I am running the latest pre-release 1.6.1-alpha.0.22

Here is where it occurs in the Cluster class:

public async Task ShutdownAsync(bool graceful = true, string reason = "")
    {
        Logger.LogInformation("Stopping Cluster {Id}", System.Id);

        // Inform all members of the cluster that this node intends to leave. Also, let the MemberList know that this
        // node was the one that initiated the shutdown to prevent another shutdown from being called.
        Logger.LogInformation("Setting GracefullyLeft gossip state for {Id}", System.Id);
        MemberList.Stopping = true;
        await Gossip.SetStateAsync(GossipKeys.GracefullyLeft, new Empty()).ConfigureAwait(false);

        ... continues with shutdown

As you can see, an error there would stop the graceful shutdown in it's tracks. So the member is blocked but never gets to shutdown, so throughout the cluster I see tons of "we are blocked" or "they are blocked" messages. Furthermore it never attempts this again because MemberList.Stopping is now set to true.

I'm not sure why the GossipActor is not able to respond so that's another thing i need to look into, since the gossip loop is also timing out on the BlockGracefullyLeft part.

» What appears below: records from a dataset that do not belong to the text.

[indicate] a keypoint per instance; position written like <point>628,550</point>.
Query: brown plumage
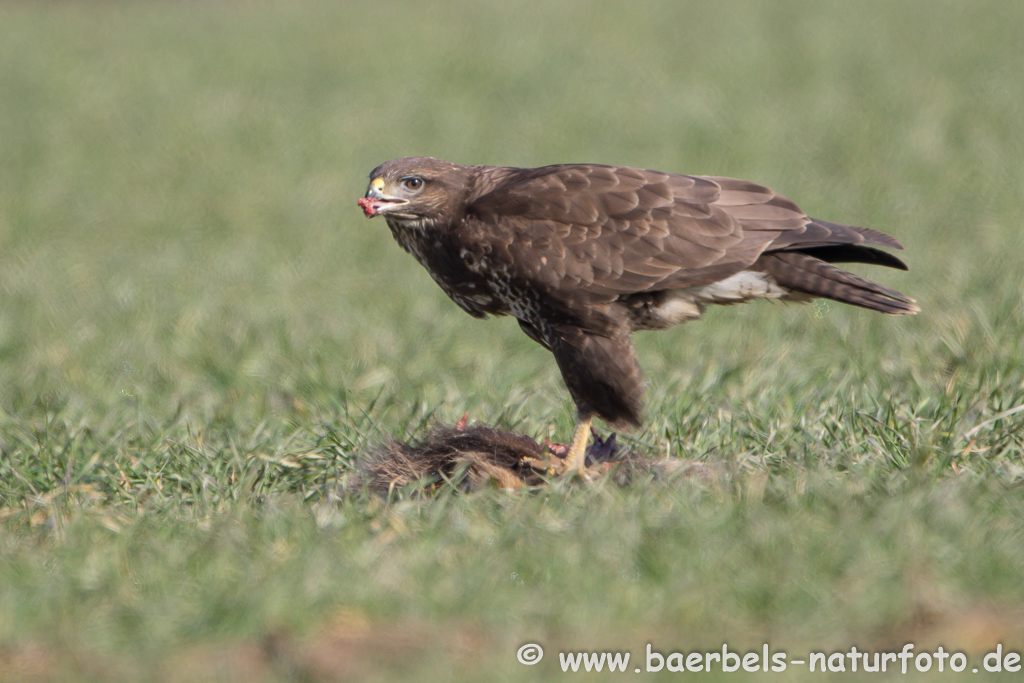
<point>582,255</point>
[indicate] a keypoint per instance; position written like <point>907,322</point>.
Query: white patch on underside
<point>740,287</point>
<point>687,304</point>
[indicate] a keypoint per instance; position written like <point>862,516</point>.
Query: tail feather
<point>808,273</point>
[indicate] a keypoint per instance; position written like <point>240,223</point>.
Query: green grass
<point>200,334</point>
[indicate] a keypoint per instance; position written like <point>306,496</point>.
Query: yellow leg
<point>576,460</point>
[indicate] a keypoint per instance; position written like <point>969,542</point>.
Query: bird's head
<point>414,187</point>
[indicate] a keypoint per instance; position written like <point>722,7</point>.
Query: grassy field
<point>200,335</point>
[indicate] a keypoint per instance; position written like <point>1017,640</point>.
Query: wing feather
<point>606,231</point>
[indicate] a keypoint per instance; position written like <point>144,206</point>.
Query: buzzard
<point>584,254</point>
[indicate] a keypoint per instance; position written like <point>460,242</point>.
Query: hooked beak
<point>376,202</point>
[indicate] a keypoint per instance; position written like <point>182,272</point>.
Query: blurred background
<point>177,220</point>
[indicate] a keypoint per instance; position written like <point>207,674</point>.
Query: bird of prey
<point>584,254</point>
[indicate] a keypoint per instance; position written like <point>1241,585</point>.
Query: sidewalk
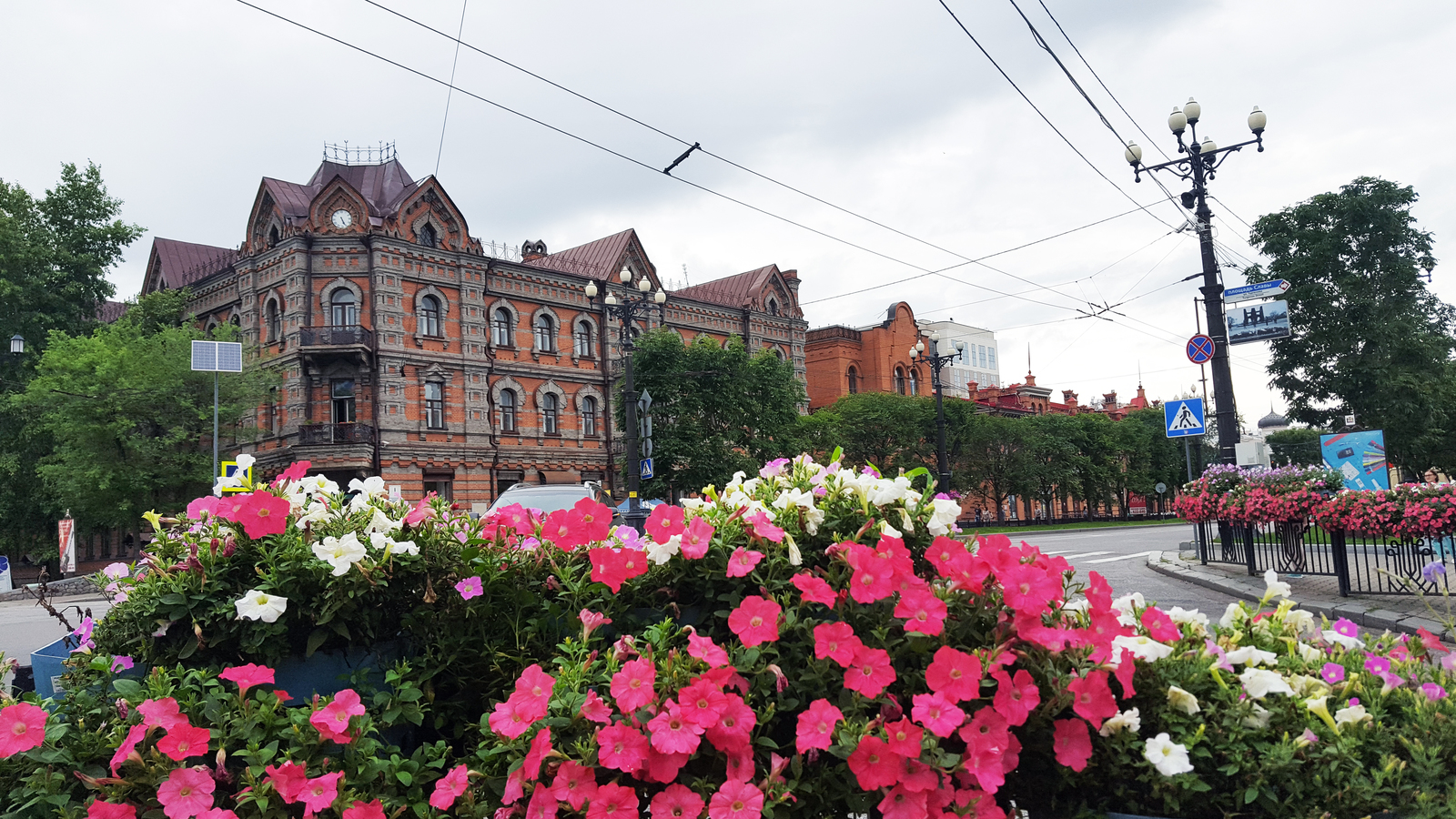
<point>1320,595</point>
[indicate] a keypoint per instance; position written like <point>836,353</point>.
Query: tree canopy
<point>1369,337</point>
<point>717,409</point>
<point>55,256</point>
<point>128,420</point>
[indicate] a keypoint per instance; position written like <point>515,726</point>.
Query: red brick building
<point>411,350</point>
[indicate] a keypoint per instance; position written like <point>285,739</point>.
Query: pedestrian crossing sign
<point>1183,417</point>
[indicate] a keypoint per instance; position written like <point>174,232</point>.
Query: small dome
<point>1273,421</point>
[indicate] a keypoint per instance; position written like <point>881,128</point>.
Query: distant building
<point>975,363</point>
<point>408,349</point>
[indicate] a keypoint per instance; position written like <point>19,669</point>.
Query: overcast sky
<point>885,109</point>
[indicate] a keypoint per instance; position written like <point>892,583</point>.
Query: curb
<point>1358,610</point>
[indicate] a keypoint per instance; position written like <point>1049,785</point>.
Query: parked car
<point>550,497</point>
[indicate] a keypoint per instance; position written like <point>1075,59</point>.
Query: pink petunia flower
<point>743,561</point>
<point>632,685</point>
<point>109,811</point>
<point>160,713</point>
<point>450,787</point>
<point>815,726</point>
<point>1072,743</point>
<point>870,672</point>
<point>364,811</point>
<point>938,713</point>
<point>836,642</point>
<point>319,793</point>
<point>22,727</point>
<point>332,720</point>
<point>184,741</point>
<point>621,748</point>
<point>574,784</point>
<point>470,588</point>
<point>754,622</point>
<point>613,802</point>
<point>676,802</point>
<point>186,793</point>
<point>814,589</point>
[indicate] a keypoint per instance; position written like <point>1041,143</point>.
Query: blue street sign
<point>1261,290</point>
<point>1200,349</point>
<point>1183,417</point>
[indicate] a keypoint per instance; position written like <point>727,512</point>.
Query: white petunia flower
<point>339,552</point>
<point>1274,588</point>
<point>1183,700</point>
<point>1167,755</point>
<point>261,605</point>
<point>1259,683</point>
<point>1143,647</point>
<point>1252,656</point>
<point>1351,716</point>
<point>662,552</point>
<point>1350,643</point>
<point>1128,722</point>
<point>382,541</point>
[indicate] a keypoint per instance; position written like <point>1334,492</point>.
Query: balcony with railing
<point>328,435</point>
<point>339,336</point>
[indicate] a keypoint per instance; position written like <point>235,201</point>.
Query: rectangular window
<point>341,394</point>
<point>434,405</point>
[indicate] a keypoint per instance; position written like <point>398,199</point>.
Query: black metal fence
<point>1361,564</point>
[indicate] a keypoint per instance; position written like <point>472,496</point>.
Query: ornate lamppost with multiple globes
<point>936,363</point>
<point>1198,165</point>
<point>633,303</point>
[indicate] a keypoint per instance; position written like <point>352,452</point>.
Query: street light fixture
<point>1198,165</point>
<point>628,309</point>
<point>936,363</point>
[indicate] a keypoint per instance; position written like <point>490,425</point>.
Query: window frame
<point>430,315</point>
<point>434,405</point>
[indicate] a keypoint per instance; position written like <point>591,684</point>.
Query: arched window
<point>551,414</point>
<point>430,317</point>
<point>545,332</point>
<point>507,410</point>
<point>502,329</point>
<point>589,417</point>
<point>344,312</point>
<point>582,339</point>
<point>434,405</point>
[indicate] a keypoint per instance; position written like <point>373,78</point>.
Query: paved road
<point>25,625</point>
<point>1121,557</point>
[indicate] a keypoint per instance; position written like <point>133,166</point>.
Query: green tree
<point>715,410</point>
<point>130,421</point>
<point>1368,334</point>
<point>55,256</point>
<point>1299,445</point>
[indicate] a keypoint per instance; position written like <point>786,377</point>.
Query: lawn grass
<point>995,530</point>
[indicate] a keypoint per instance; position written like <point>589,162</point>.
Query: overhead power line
<point>785,186</point>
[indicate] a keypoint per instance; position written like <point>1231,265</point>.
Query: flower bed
<point>812,642</point>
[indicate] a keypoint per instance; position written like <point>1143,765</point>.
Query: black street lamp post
<point>936,363</point>
<point>628,309</point>
<point>1198,167</point>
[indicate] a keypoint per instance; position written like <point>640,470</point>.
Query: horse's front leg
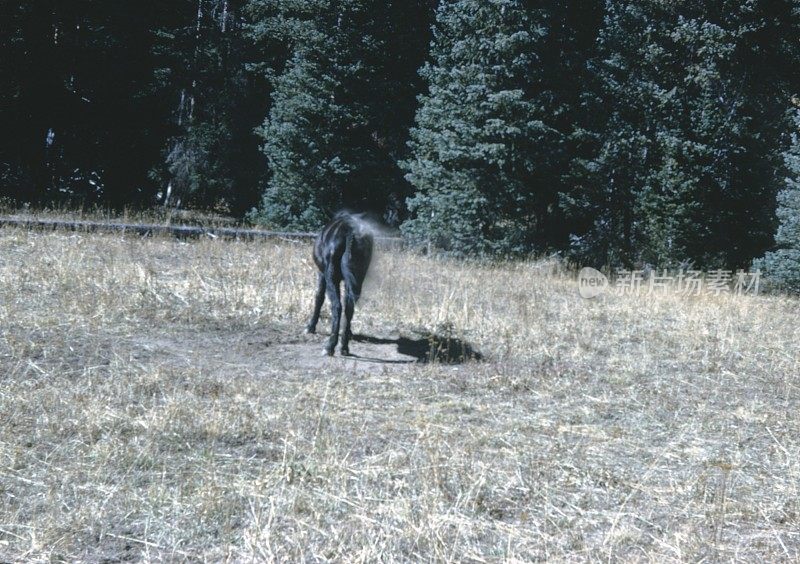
<point>319,299</point>
<point>336,312</point>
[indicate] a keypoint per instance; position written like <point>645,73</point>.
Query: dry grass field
<point>158,401</point>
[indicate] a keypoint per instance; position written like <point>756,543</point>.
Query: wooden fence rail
<point>182,231</point>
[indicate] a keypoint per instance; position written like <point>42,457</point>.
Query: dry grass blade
<point>159,401</point>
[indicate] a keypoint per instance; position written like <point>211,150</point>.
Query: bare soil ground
<point>159,401</point>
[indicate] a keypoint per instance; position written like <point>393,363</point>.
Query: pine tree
<point>487,155</point>
<point>342,99</point>
<point>782,266</point>
<point>210,156</point>
<point>686,149</point>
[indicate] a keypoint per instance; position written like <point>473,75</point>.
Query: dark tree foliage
<point>210,156</point>
<point>343,100</point>
<point>615,132</point>
<point>694,121</point>
<point>75,120</point>
<point>782,266</point>
<point>491,139</point>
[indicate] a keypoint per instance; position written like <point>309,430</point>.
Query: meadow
<point>159,401</point>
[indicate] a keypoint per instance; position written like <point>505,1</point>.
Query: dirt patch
<point>264,348</point>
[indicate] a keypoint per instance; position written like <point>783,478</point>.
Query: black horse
<point>342,251</point>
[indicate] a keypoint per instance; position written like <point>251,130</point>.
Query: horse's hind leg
<point>352,289</point>
<point>336,310</point>
<point>319,299</point>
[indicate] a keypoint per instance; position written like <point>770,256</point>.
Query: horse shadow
<point>428,348</point>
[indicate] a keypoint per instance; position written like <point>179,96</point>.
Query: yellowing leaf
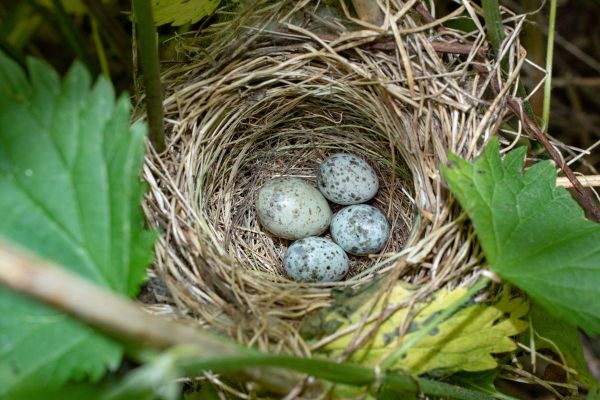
<point>466,341</point>
<point>179,12</point>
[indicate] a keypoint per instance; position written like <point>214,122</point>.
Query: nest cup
<point>277,89</point>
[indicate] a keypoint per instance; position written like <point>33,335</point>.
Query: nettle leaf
<point>533,233</point>
<point>179,12</point>
<point>69,178</point>
<point>464,342</point>
<point>559,337</point>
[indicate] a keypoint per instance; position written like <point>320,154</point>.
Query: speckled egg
<point>292,208</point>
<point>314,259</point>
<point>347,179</point>
<point>360,229</point>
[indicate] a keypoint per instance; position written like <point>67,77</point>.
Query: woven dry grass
<point>272,92</point>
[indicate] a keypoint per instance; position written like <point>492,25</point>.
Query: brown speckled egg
<point>292,208</point>
<point>314,259</point>
<point>347,179</point>
<point>360,229</point>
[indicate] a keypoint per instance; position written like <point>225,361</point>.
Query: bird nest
<point>274,90</point>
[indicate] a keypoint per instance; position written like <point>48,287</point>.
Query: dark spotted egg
<point>292,208</point>
<point>314,259</point>
<point>360,229</point>
<point>347,179</point>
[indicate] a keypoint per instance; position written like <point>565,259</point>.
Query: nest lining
<point>272,95</point>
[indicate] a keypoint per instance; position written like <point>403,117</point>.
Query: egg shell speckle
<point>347,179</point>
<point>292,208</point>
<point>314,259</point>
<point>360,229</point>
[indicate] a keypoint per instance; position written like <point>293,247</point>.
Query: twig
<point>117,316</point>
<point>368,11</point>
<point>121,318</point>
<point>583,197</point>
<point>586,181</point>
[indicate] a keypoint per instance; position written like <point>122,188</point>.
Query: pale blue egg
<point>360,229</point>
<point>347,179</point>
<point>292,208</point>
<point>315,259</point>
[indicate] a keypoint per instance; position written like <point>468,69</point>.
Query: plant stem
<point>493,23</point>
<point>148,49</point>
<point>198,350</point>
<point>72,36</point>
<point>100,49</point>
<point>549,58</point>
<point>114,32</point>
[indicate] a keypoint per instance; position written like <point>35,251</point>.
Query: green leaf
<point>533,233</point>
<point>559,336</point>
<point>465,341</point>
<point>179,12</point>
<point>154,380</point>
<point>69,178</point>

Nonetheless, it seems it would be good if an issue with the gossip actor would not stop the member from being able to shutdown in a situation like this. So basically curious what other people's thoughts are, and I would be happy to submit some changes for this as well.

Basically thinking about adding try catches and possibly timeouts around each step, so that we can still continue to attempt the rest of the shutdown.

Off the top of my head, something like:

await AttemptTask(Gossip.SetStateAsync(GossipKeys.GracefullyLeft, new Empty()).ConfigureAwait(false), 
    TimeSpan.FromSeconds(1), "Setting GracefullyLeft"));

Where AttemptTask looks something like:

private async Task AttemptTask(Task task, TimeSpan timeout, string name)
{
    task.ContinueWith(t =>
    {
        // if the task fails after we timeout, still log the error
        if (!t.IsCompletedSuccessfully)
        {
            Logger.LogError(t.Exception, "Error during shutdown step [{stepName}]", name);
        }
    });
    
    try
    {
        await Task.WhenAny(Task.Delay(timeout), task);
        
        if (!task.IsCompleted)
        {
            // if the task isn't complete, we timed out
            Logger.LogError(t.Exception, "Timeout during shutdown step [{stepName}] after {timeout}", name, timeout);
        }
    }
    catch (Exception e)
    {
        // if the task fails while we are waiting, it will already be logged
    }
}

Thanks.

---

Here's the earlier mentioned error for reference:

RootContext Got exception waiting for RequestAsync response of SetGossipStateKey:SetGossipStateKey { Key = cluster:left, Value = { } } from nonhost/$gossip
System.TimeoutException
Request didn't receive any Response within the expected time.
StackTraceString: at Proto.Future.SharedFutureProcess.SharedFutureHandle.GetTask(CancellationToken cancellationToken)
at Proto.SenderContextExtensions.RequestAsync[T](ISenderContext self, PID target, Object message, CancellationToken cancellationToken)
at Proto.RootLoggingContext.RequestAsync[T](PID target, Object message, CancellationToken cancellationToken)

[benbenwilde]

The issue causing gossip timeouts should be fixed by #2133, but this post brings up a separate issue, that the shutdown process is not reliable. This is pretty bad because the member will continue to run but throw various errors and not be able to do anything (zombie state) since it was set to be shutdown but never finished. I'm currently working around this issue by listening for .Cluster().MemberList.Stopping and when that triggers I give it 3 min to complete a clean shutdown otherwise i stop the application anyways.